I'm developing a product using an FTDI+AVR combo and I can share some advice. I'm allowing two different programming methods, bitbang through the FTDI inteface, mainly used for burning the bootloader, and a bootloader which communicates over the serial line. I'm also using the FTDI as an external clock source instead of using a crystal.
At first I had difficulty programming the chip. What I finally found out is that the chip needs a clock source in order to work, and that the clock needs to be fast enough for the programming. The device comes shipped with the fuses set to use the internal RC oscillator to allow the chip to be programmed, which is spelled out explicitly in the datasheet.
The device is shipped with internal RC oscillator at 8.0MHz and with the fuse CKDIV8 programmed, resulting in 1.0MHz system clock. The tartup time is set to maximum and time-out period enabled. (CKSEL = "0010", SUT = "10", CKDIV8 = "0"). The default setting ensures that all users can make their desired clock source setting using any available programming interface.

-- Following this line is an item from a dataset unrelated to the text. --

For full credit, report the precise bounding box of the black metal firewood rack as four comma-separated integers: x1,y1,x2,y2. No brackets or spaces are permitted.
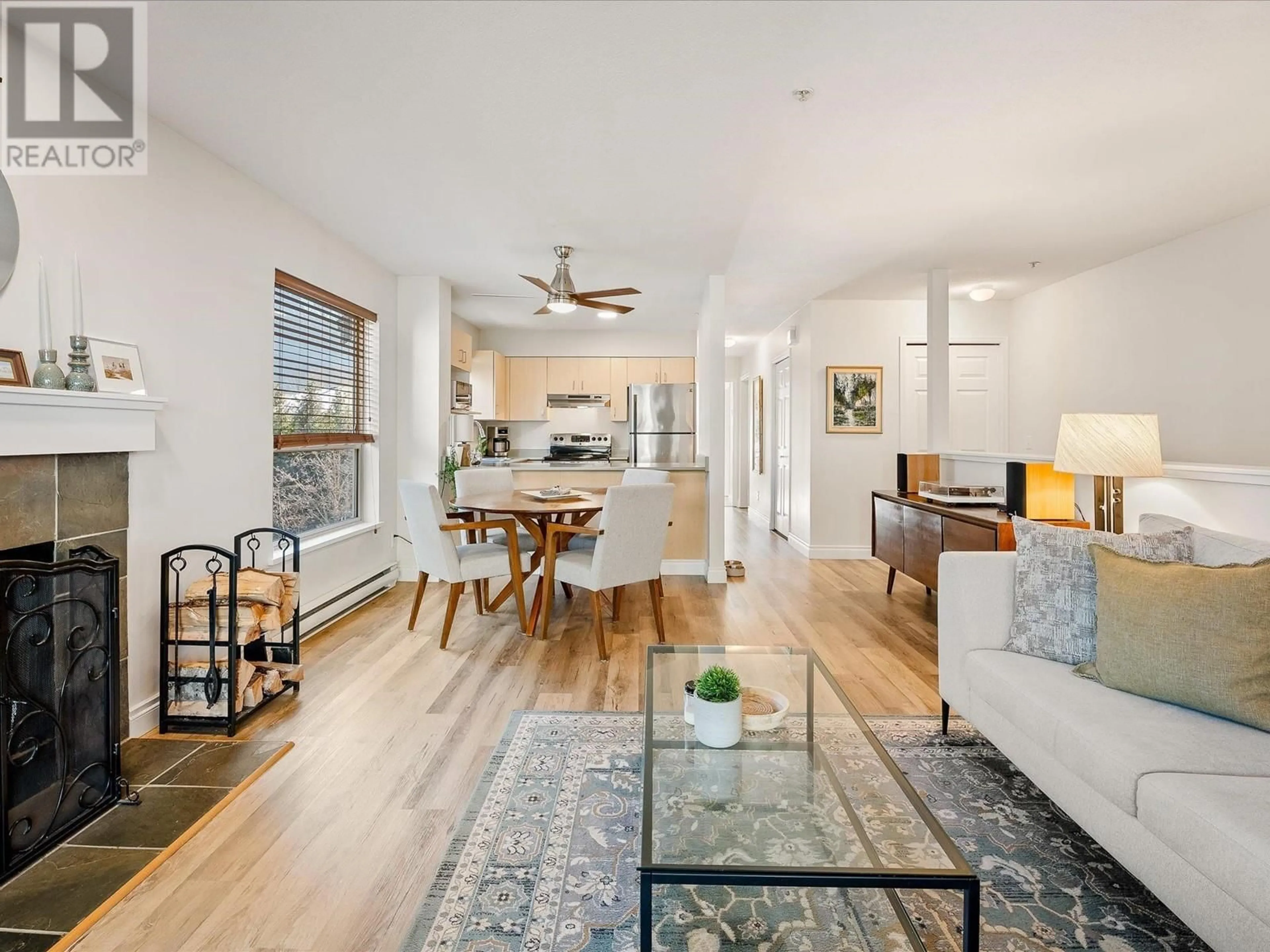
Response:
159,527,300,737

If you program the CKSEL fuses to use anything but the internal RC oscillator before providing an external clock source of any description, you're screwed until and unless you can program the chip with such a clock present. The downside of the default setting is that you need to program the chip at a slower clock rate, which can be a pain. I had luck with using the
-B 1.0 avrdude switch, which sets the bit clock of the programmer to 1 µs. The exact interpretation of the switch might vary between programmers, so experiment with the value if needed.
In my case, since I had an external high speed clock available, my programming procedure would be to first program the fuses using the
-B 1.0 option, then to program the flash with no
-B flag (to get the fastest programming speed possible for programming the flash.) A more appropriate procedure for you is probably to program everything using
-B 1.0 or a slower setting, and also to program LFUSE last – LFUSE is where the clock source selection fuse lies on Atmega328 – so that you don't lock yourself out of the chip until you're ready to put in its final circuit, where you hopefully have an appropriate crystal.